Chair: Andrea S. Cupp, Ph.D. (University of Nebraska, Lincoln, NE)
- Minisymposium VIII. Obesity and Reproduction.
Chair: John D. Brannian, Ph.D. (University of South Dakota School of Medicine, Sioux Falls, South Dakota)
- Minisymposium IX. Regulation of Cellular Differentiation in Gametes.
Chair: Kate Lakoski Loveland, Ph.D., Monash Institute of Reproduction & Development, Clayton, VIC, Australia)
- Minisymposium X. Pituitary Plasticity.
Chair: Gwen V. Childs, Ph.D. (University of Arkansas for Medical Sciences, Little Rock, AR)
- Minisymposium XI. Novel Tools to Generate Sperm from Human Testicular Stem Cells.
Chair: Stefan Schlatt, Ph.D. (University of Pittsburgh School of Medicine, Pittsburgh, PA)
- Minisymposium XII. Polyunsaturated Fatty Acids (PUFAs) in the Diet – Do They Make a Difference to Reproduction?
Chair: D. Claire Wathes, Ph.D., D.Sc. (University of London, North Mymms, Hatfield, Herts, UK)
- Minisymposium XIII. Comparative Aspects of Endometrial Remodeling for Implantation and Placentation.

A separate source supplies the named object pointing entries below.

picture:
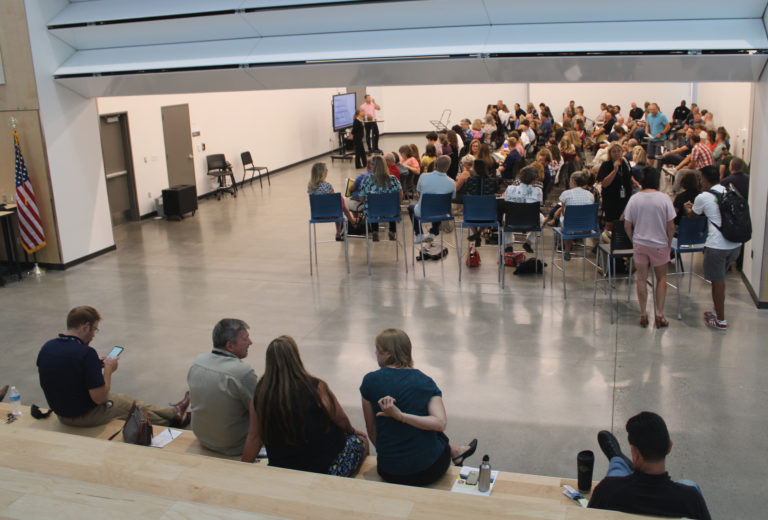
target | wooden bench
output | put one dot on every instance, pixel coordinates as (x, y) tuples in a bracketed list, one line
[(256, 488)]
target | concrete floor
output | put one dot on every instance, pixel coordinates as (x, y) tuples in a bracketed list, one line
[(532, 376)]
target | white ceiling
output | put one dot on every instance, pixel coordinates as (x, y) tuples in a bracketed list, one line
[(260, 44)]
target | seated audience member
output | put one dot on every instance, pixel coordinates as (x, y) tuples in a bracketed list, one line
[(380, 182), (428, 159), (738, 177), (436, 182), (392, 165), (616, 179), (220, 389), (298, 419), (77, 382), (641, 485), (677, 155), (576, 196), (466, 171), (507, 168), (318, 186), (525, 191), (407, 430), (354, 202), (689, 182)]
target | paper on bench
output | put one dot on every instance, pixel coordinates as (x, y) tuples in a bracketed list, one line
[(164, 437), (460, 486)]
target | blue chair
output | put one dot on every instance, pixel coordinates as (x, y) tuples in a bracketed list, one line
[(579, 222), (479, 211), (326, 208), (522, 217), (619, 247), (435, 208), (384, 207), (691, 236)]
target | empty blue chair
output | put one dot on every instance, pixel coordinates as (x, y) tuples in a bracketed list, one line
[(435, 208), (579, 222), (384, 207), (479, 211), (326, 208), (691, 237), (523, 217)]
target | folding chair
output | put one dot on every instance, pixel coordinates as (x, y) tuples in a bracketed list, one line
[(691, 236), (219, 167), (385, 207), (326, 208), (248, 166), (480, 211), (523, 217), (578, 222), (619, 247), (434, 208)]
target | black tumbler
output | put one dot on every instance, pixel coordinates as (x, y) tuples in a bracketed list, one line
[(585, 463)]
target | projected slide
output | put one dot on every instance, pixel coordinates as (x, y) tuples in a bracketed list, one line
[(343, 110)]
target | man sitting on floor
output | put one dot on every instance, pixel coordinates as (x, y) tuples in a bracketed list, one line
[(221, 386), (642, 485), (77, 390)]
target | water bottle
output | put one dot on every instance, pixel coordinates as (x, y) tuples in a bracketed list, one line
[(15, 398), (484, 482)]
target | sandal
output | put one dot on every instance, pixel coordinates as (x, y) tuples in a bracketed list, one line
[(459, 461)]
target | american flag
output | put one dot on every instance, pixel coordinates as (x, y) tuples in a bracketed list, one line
[(30, 226)]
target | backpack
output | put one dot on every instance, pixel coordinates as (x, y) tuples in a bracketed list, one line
[(734, 211)]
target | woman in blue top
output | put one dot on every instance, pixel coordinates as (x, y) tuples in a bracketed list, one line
[(405, 417)]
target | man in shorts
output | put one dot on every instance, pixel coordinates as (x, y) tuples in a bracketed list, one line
[(719, 253)]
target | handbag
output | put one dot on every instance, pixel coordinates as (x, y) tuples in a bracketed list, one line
[(137, 428), (473, 257)]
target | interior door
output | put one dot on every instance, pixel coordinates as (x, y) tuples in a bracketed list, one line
[(177, 135), (118, 168)]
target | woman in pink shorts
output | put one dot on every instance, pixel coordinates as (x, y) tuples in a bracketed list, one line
[(649, 219)]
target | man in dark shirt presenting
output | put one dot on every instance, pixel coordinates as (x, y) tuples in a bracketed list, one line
[(642, 485), (76, 389)]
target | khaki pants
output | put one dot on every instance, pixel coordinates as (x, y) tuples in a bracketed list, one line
[(117, 407)]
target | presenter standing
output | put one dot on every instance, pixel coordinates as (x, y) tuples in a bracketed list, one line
[(369, 109)]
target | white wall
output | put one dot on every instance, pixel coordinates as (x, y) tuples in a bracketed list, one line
[(278, 127), (410, 108), (71, 132), (731, 106), (590, 95), (756, 270)]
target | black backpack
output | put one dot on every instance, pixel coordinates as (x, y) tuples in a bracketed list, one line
[(736, 223)]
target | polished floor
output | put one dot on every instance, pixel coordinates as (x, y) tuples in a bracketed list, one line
[(532, 376)]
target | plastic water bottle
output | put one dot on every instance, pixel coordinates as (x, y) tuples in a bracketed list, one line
[(484, 482), (15, 398)]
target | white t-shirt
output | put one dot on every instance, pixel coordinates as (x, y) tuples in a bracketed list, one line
[(705, 204)]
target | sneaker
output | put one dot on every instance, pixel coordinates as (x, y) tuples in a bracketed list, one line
[(713, 322), (611, 448)]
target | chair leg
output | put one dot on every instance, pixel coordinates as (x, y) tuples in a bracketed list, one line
[(310, 249), (346, 245), (367, 250)]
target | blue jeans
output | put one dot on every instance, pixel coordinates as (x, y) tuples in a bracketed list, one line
[(618, 468)]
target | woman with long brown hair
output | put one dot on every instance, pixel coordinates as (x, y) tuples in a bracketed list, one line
[(299, 420)]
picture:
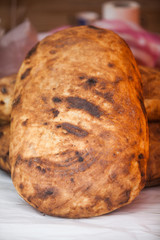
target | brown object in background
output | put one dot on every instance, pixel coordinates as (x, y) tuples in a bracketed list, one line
[(4, 148), (151, 92), (47, 15), (79, 139), (6, 93), (153, 167)]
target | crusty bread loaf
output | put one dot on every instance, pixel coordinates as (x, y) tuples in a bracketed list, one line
[(79, 135), (4, 147), (153, 167), (6, 94), (151, 91)]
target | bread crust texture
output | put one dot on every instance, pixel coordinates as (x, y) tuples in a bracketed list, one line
[(79, 134)]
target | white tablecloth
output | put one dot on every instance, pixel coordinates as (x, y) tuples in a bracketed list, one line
[(19, 221)]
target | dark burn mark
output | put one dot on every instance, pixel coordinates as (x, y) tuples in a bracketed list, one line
[(93, 27), (4, 90), (111, 65), (16, 101), (52, 52), (80, 159), (24, 123), (109, 203), (118, 79), (109, 97), (5, 158), (79, 103), (56, 100), (130, 78), (55, 112), (32, 51), (58, 126), (44, 193), (141, 156), (91, 82), (125, 196), (82, 77), (26, 73), (1, 134), (43, 170), (21, 186), (2, 102), (72, 179), (72, 129), (142, 105), (18, 160), (44, 99), (49, 192)]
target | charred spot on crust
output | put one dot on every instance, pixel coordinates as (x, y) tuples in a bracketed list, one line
[(109, 97), (2, 102), (5, 158), (72, 129), (118, 79), (46, 192), (44, 99), (93, 27), (109, 203), (80, 159), (4, 90), (56, 99), (1, 134), (18, 160), (55, 112), (43, 170), (49, 192), (52, 52), (82, 77), (58, 126), (26, 73), (125, 196), (16, 101), (142, 105), (32, 51), (79, 103), (24, 123), (111, 65), (130, 78), (21, 186), (91, 82), (141, 156)]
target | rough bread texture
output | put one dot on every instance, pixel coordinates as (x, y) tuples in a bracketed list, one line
[(4, 148), (151, 91), (6, 94), (79, 135), (153, 167)]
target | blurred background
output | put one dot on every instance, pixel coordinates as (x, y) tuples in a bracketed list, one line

Chair: Thomas E. Spencer, Ph.D. (Texas A&M University, College Station, TX)
- Minisymposium XIV. Regulation of Corpus Luteum Function: New Players and Old Favorites.
Chair: Geula Gibori, Ph.D. (University of Illinois, Chicago, IL)
- Minisymposium XV. Mahesh Neuroendocrine Minisymposium: New Concepts of Puberty.
Chair: Jon E. Levine, Ph.D. (Northwestern University, Evanston, IL)
The abstract submission deadline is Feburary 15, 2006. We have planned for 24 platform sessions (six concurrent sessions with six talks per session on the first day and with 8 talks per session on subsequent days, with a total of 180 platform presentation at the meeting) and three poster sessions. All abstracts will be reviewed, prioritized, and organized into sessions—either platform or poster—by the Program Committee. Poster sessions will be held in the morning immediately after a continental breakfast. The Qwest Center is large enough to accomodate all posters for the duration of the meeting. Presenters will be in attendance at their posters and available to discuss their research for a 2-hour period. Posters will be grouped by topic categories, and one-third of the posters will be presented each morning.
We also have moved most of the committee meetings to the day before (July 28) or the morning before (July 29) the opening session. This was done to allow and encourage more informal interactions during the lunch breaks, rather than having to attend committee meetings during these times. The meeting will end on Tuesday evening, August 1, with a barbeque followed by a Social and Dance at the Qwest Center. Please plan to attend the 2006 SSR Annual Meeting in Omaha, Nebraska. The Qwest Center is state-of-the-art and we trust that you will find the enclosed program enticing enough to submit your best research for presentation and discussion at this meeting.